Accomplishment of a purpose will require being a light to oneself and that is as much a matter of personal growth as of external recognition
Everyone wants to be successful. Almost everyone has some faith or belief in symbols and his/her socialisation orients him/her to read the meaning under the symbols and thereby flag external indicators of success. In itself, success is often self-consuming and often cripples one if not destroy him/her by setting newer goal posts. Consider the current election results. Nearly 350 MPs from the projected ruling combine have not even formally entered the Lok Sabha portals and the race for the next indicator of success, ie making it to further prominence by getting into the ministerial position, has become a matter of speculation and conduct. The media has been talking about the possibility of the Prime Minister taking oath — alone — on the day the Cabinet is to be sworn and that other Ministers would be sworn in later. Success, but for how long and how much?

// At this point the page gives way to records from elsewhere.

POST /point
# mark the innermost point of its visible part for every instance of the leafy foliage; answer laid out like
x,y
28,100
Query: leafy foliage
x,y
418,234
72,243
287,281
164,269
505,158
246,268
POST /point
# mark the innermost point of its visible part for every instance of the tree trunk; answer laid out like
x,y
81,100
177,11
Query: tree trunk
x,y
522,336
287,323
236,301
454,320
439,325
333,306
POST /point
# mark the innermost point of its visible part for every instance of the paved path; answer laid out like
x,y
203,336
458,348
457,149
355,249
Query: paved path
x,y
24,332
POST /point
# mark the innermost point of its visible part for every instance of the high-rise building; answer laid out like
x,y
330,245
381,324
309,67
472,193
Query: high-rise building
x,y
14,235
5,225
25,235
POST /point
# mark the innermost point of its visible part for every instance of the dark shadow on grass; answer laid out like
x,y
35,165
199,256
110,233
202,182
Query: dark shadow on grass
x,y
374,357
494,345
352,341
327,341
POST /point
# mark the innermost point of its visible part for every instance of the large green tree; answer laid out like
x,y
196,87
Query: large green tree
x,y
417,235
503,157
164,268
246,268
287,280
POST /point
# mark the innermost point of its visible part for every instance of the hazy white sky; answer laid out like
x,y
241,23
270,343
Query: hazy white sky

Put it simply: To a large extent, success is an act of choice, a frame of mind and a vantage point of perception. It’s often how one looks at a situation, interprets and internalises it. This is only part of the story. There are objective situations and externalities to it. Illustratively, if one doesn’t have adequate shelter or enough food to eat, then clearly one is in the grip of poverty, no matter how one defines it. Of the many definitions of poverty, perhaps the simplest one to understand is that it is an involuntary deprivation of the basic facilities and amenities of life, as accepted in the community where one is embedded.
Caution needs to be exercised here without being confused. Different communities have different perceptions of amenities and basics of life. For some, a common toilet maybe a way of life and it doesn’t occur to that person that personalised toilets are achievable. And even if that person sees it as achievable, it may not be an objective in his/her life to reach that level. Once this is established, the story of success intensifies and it is an escalating story. Like many human emotions — love, hate and irrationality — success is without boundaries. The more you succeed, the more you want. The more you want, the more you work for it. Getting there, and once having got there, one needs to learn how to pause or one starts resetting the goal post. There are two messages to be given. One is that success is a personalised experience. Second, success is embedded in a social framework of reference. If success walks on these two legs, both of them are important to understand. One is as successful as one believes one to be.
As an undergraduate student of a top-grade university in a B-grade city, this writer, having achieved some prominence in grades, was part of a group playing host to a Minister, who had flown in to the city on a Government aircraft. He was of the same State as where this university was and when the Minister was asked to tell more about himself, it looked strange to the writer that while the Minister was in his mid-50s, he remarked: “What more could I want from life? I have got enough. How much can the son of a peasant get? I am, after all, a peasant’s son.”
It struck the writer odd then, it strikes odd even now. The Minister’s framework of reference was a peasant (a kisan). The sense he conveyed was that in his scale of living and occupation, a peasant (kisan) was the bottom of the pyramid. Having become a Minister in the Central Government, he had not only changed professions, but arrived. Why the society should look upto a Minister is not difficult to guess, especially if it is resource scarce. This is the not the story the world over. Illustratively in Scandinavian countries, it will be difficult to make out on the streets, if somebody was a Minister or a mere peasant. Put simply, success appears not only in multiple shapes but also multiple sizes, colours and myriad manifestations.
The story rolls on. That there are social indicators of success has already been referred to above. This is a frame of reference, which cannot be wished away. The proposition is simple — success is an internal feeling of well-being, arising out of a conformity to a visualisation of a preferred state of being. It is also ensconced in a context of group, community and geographical habitat. In all cases, it is a consort of smugness, of achievement, so recognised by the individual and the community to which he/she affiliates.
Like all stories, there is more to come and the missing part of the narration above is that success always requires internal peace and external recognition. Success will require being a light to one self and that is as much a matter of personal growth as of external recognition.